I had this realization this week that my old people pleasing and acceptance/validation wounds were coming up again. I realized that subconsciously, I was viewing my birthday as something that would only be celebrated if someone else deemed it worthy of making a to do about. Of planning something around. That it was narcissistic and childish to make a big deal about. Besides the fact that plenty of people don't care about their birthday, so why am I making something out of nothing? I talked to my Dad on my birthday, and told him how I was feeling about my birthday situation. I wanted to know if I was nuts, and making something out of nothing. I asked him if I had rose colored classes on, recalling what the month use to look like. He said that I did not. That it was, in fact, always a big time of celebration and joy. And then he gave me the permission slip I didn't realize I needed. He told me that now when his birthday rolls around every March, he considers how he would like to spend it that would feel celebratory to him. He invites people to parts of it if he wants to, but without expectation that they will be the ones to bring him joy. That he's doing what he wants to do, and if others are a part of it, great. And if not, it's not going to negatively impact his experience. This whole concept felt invigorating, and I decided to apply it immediately to my day. Who cares that it was a Monday lol. I also realized how much my expectations were affecting my ability to experience any joy that day, and vowed to immediately drop those and focus on maximizing my own experience. What's funny is that as soon as I did that, I was really able to notice the really sweet gestures or messages that came my way, and it dulled my reaction to anything that normally would have bummed me out (people who are close to me forgetting my birthday all together or just choosing not to reach out). I realized that this birthday situation is an inside job.  

It's interesting because there was a big part of my life where I started to become hyper independent, and not looking for help or trusting that anyone could do the things I could but me. I reached a point of softening when I dropped some of that hyper vigilance, some of which I now recognize was trauma response based. As I softened and accepted more help and support, with that came more vulnerability. I think that's where I've landed now. The work I still have to do is learning to balance the two. How to be independent, but still accept help. How to celebrate myself, but also accept it from others. How to go about all of that without expectation. I also think it's ok to be disappointed sometimes. Sometimes the disappointment just points to what matters to us, and allows us to figure out how to prioritize those things.

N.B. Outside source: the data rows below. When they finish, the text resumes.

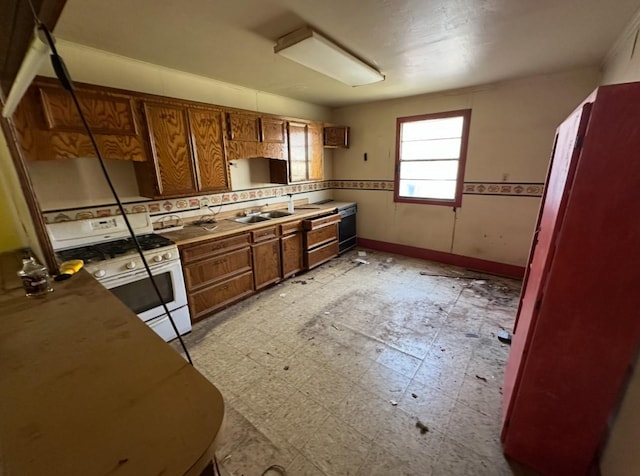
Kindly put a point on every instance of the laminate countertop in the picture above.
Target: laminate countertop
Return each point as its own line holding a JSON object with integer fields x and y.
{"x": 87, "y": 388}
{"x": 227, "y": 226}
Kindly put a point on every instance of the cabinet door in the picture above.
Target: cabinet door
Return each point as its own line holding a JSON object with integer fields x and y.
{"x": 50, "y": 128}
{"x": 297, "y": 152}
{"x": 106, "y": 114}
{"x": 266, "y": 263}
{"x": 291, "y": 254}
{"x": 273, "y": 130}
{"x": 170, "y": 147}
{"x": 315, "y": 152}
{"x": 206, "y": 136}
{"x": 243, "y": 127}
{"x": 561, "y": 173}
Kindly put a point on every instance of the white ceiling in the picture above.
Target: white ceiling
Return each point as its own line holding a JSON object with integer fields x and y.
{"x": 420, "y": 45}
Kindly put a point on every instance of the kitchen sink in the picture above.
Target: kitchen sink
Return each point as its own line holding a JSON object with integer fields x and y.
{"x": 275, "y": 214}
{"x": 251, "y": 219}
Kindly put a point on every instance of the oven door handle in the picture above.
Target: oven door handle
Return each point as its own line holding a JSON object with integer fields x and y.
{"x": 118, "y": 280}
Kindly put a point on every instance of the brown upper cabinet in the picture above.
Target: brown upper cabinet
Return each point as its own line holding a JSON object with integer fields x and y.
{"x": 336, "y": 137}
{"x": 186, "y": 148}
{"x": 273, "y": 130}
{"x": 243, "y": 126}
{"x": 50, "y": 128}
{"x": 253, "y": 136}
{"x": 179, "y": 147}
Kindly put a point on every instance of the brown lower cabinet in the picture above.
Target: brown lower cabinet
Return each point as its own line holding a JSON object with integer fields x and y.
{"x": 222, "y": 271}
{"x": 266, "y": 256}
{"x": 291, "y": 248}
{"x": 217, "y": 273}
{"x": 320, "y": 240}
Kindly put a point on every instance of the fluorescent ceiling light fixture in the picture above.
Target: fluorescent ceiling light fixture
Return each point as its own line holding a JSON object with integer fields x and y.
{"x": 310, "y": 49}
{"x": 36, "y": 54}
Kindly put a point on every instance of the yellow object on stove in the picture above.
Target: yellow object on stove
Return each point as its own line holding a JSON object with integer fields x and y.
{"x": 69, "y": 268}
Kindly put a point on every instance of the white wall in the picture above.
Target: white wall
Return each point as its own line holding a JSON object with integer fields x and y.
{"x": 621, "y": 455}
{"x": 78, "y": 182}
{"x": 622, "y": 64}
{"x": 511, "y": 135}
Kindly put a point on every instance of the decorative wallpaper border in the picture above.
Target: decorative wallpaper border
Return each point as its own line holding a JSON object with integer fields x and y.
{"x": 533, "y": 189}
{"x": 177, "y": 205}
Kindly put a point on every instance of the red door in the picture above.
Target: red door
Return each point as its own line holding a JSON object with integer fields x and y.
{"x": 559, "y": 179}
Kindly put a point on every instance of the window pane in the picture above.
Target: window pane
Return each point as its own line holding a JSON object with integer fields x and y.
{"x": 432, "y": 129}
{"x": 438, "y": 189}
{"x": 430, "y": 149}
{"x": 434, "y": 170}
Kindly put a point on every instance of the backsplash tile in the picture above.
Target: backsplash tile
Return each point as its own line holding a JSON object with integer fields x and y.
{"x": 163, "y": 207}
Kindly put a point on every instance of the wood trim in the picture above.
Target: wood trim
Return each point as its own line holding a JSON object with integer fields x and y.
{"x": 30, "y": 197}
{"x": 457, "y": 201}
{"x": 16, "y": 32}
{"x": 476, "y": 264}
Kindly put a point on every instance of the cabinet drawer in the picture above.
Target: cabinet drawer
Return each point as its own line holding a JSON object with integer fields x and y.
{"x": 321, "y": 236}
{"x": 214, "y": 247}
{"x": 266, "y": 233}
{"x": 208, "y": 300}
{"x": 315, "y": 223}
{"x": 291, "y": 227}
{"x": 320, "y": 254}
{"x": 218, "y": 268}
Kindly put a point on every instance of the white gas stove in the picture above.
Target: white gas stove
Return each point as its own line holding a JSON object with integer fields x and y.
{"x": 111, "y": 257}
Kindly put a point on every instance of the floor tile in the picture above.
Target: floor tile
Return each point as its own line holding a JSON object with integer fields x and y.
{"x": 297, "y": 419}
{"x": 328, "y": 372}
{"x": 336, "y": 448}
{"x": 385, "y": 382}
{"x": 475, "y": 430}
{"x": 456, "y": 459}
{"x": 428, "y": 404}
{"x": 402, "y": 363}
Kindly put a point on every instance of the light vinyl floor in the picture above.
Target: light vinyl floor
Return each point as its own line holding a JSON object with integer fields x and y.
{"x": 328, "y": 372}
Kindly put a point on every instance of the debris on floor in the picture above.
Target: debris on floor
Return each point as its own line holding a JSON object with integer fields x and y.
{"x": 422, "y": 427}
{"x": 504, "y": 337}
{"x": 274, "y": 469}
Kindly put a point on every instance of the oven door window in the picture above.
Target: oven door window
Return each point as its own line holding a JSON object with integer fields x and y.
{"x": 140, "y": 296}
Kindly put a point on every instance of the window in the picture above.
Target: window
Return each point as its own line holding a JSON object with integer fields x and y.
{"x": 430, "y": 156}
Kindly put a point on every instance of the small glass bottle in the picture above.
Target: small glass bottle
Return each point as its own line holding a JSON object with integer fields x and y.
{"x": 35, "y": 277}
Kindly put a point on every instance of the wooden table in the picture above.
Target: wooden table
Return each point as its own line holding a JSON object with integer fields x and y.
{"x": 87, "y": 388}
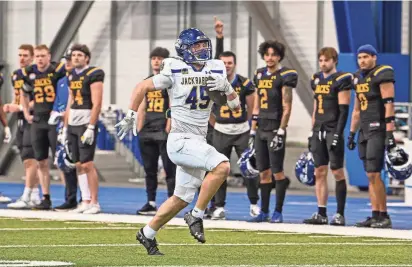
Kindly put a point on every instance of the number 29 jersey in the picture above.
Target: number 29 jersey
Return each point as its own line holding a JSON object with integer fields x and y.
{"x": 189, "y": 103}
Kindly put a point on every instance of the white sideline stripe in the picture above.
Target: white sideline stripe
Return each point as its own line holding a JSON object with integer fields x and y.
{"x": 68, "y": 228}
{"x": 213, "y": 245}
{"x": 281, "y": 227}
{"x": 298, "y": 265}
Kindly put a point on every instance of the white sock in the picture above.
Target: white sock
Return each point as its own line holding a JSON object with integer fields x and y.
{"x": 149, "y": 232}
{"x": 198, "y": 213}
{"x": 26, "y": 193}
{"x": 84, "y": 187}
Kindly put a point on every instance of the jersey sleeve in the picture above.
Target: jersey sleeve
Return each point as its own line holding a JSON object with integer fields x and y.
{"x": 384, "y": 74}
{"x": 95, "y": 75}
{"x": 289, "y": 78}
{"x": 344, "y": 82}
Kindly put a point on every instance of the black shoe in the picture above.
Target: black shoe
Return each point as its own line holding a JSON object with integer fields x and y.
{"x": 45, "y": 204}
{"x": 150, "y": 245}
{"x": 147, "y": 209}
{"x": 316, "y": 219}
{"x": 195, "y": 227}
{"x": 366, "y": 223}
{"x": 66, "y": 206}
{"x": 382, "y": 223}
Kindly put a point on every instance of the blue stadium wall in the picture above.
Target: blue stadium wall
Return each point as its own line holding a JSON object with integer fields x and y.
{"x": 378, "y": 24}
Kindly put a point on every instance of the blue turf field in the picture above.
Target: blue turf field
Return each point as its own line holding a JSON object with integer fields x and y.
{"x": 127, "y": 200}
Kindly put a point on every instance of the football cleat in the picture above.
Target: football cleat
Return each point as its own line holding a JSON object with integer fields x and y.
{"x": 382, "y": 223}
{"x": 195, "y": 226}
{"x": 262, "y": 217}
{"x": 277, "y": 217}
{"x": 219, "y": 214}
{"x": 338, "y": 220}
{"x": 316, "y": 219}
{"x": 367, "y": 222}
{"x": 150, "y": 245}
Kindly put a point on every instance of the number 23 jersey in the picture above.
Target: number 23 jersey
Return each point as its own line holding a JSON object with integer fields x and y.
{"x": 189, "y": 103}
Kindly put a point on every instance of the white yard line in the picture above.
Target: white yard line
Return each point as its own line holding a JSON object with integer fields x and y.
{"x": 283, "y": 227}
{"x": 67, "y": 228}
{"x": 214, "y": 244}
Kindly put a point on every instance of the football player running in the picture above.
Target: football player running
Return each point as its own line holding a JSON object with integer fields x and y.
{"x": 188, "y": 80}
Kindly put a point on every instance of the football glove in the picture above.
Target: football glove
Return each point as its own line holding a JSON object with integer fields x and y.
{"x": 126, "y": 124}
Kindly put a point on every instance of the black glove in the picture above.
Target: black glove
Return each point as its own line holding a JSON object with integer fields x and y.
{"x": 277, "y": 142}
{"x": 335, "y": 141}
{"x": 390, "y": 141}
{"x": 351, "y": 141}
{"x": 310, "y": 141}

I don't have it all figured out, but what I do know is that when I lessen my expectations, I'm more acutely aware of the good stuff. Maybe some of the things I notice and appreciate I wouldn't have, because I was so busy in my own expectations of how things should or would play out. And this time next year, I won't set myself up for being disappointed by my own unrealistic expectations. I won't wait for anyone to read my mind, or do what I would have done. I will take back the reigns and I will prioritize what's important to me, and prioritize my own joy and celebration in whatever way I want- and not worry if it's ridiculous to anyone else.